Beyond speed, the drive brings practical advantages for everyday use. It consumes over 50 percent less power than its predecessor, which means laptops and portable devices can run longer on a charge. Samsung also upgraded the security layer, adding a protocol called SPDM v1.2 that authenticates the drive itself, detects firmware tampering, and prevents certain classes of attacks. For a storage device that increasingly holds sensitive data and runs critical workloads, that matters.

The PM9E1 will ship in four capacities: 512 gigabytes, 1 terabyte, 2 terabytes, and 4 terabytes. The smaller sizes suit everyday users; the larger ones target content creators and enthusiasts who work with high-resolution video, games, applications, and AI-generated files. Samsung has not yet announced pricing or a specific launch date for consumer purchase.
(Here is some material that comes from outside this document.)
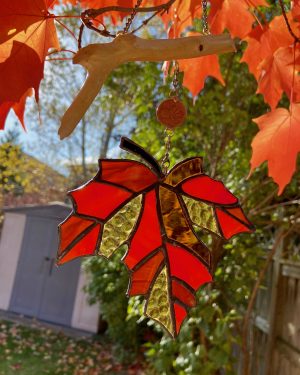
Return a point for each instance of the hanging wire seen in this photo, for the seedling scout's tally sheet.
(205, 18)
(165, 162)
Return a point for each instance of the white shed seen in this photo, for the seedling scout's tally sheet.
(30, 282)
What Samsung has announced is ambition. The company says it plans to expand its Gen5 lineup across global PC manufacturers and expects to release multiple consumer-focused PCIe 5.0 products soon. That suggests the PM9E1 is the opening move in a broader strategy to dominate the storage market as AI shifts from data centers to personal devices. Anyone waiting for a consumer-grade Gen5 PRO or EVO drive should expect announcements in the near term.

In the rapidly growing on-device AI era, Samsung's PM9E1 will offer a robust foundation for global customers to effectively plan their AI portfolios.
— Samsung Executive Vice President of Memory Product Planning
The Hearth Conversation Another angle on the story
Inventor

Why does a storage drive need to be this fast? Isn't 14 gigabytes per second already overkill for most people?

Model

It would be, if most people were just storing files. But AI models are different. They're data-hungry. When you run an AI model locally on your laptop, the bottleneck isn't the processor—it's how fast you can feed it data. A 14-gigabyte model sitting on a slow drive becomes a 14-gigabyte problem. This drive solves that.

Inventor

So this is really about making AI practical on regular computers, not just servers.

Model

Exactly. Right now, AI lives in the cloud. You send your data somewhere else, someone else's computer does the thinking, you get an answer back. This drive is part of making that unnecessary. Keep the model on your machine, keep your data local, do the thinking yourself.

Inventor

The power efficiency angle—that's interesting. Why does speed usually mean more power consumption?

Model

Moving data fast requires more electrical current. But Samsung's 5-nanometer controller is more efficient at its job. It does the same work with less waste. For a laptop, that's the difference between eight hours and twelve hours of battery life.

Inventor

What about the security features? Is that just marketing, or is there a real threat?

Model

Real threat. If someone can tamper with your storage drive's firmware, they can see everything that passes through it—passwords, documents, model weights. The SPDM protocol lets the computer verify the drive hasn't been modified. It's not flashy, but it's the kind of thing that matters when AI models become valuable intellectual property.

Inventor

When will people actually be able to buy this?

Model

Samsung hasn't said. They're shipping to PC makers first. Consumer versions—the ones people can buy separately—will come later. That's the pattern: enterprise first, then mainstream.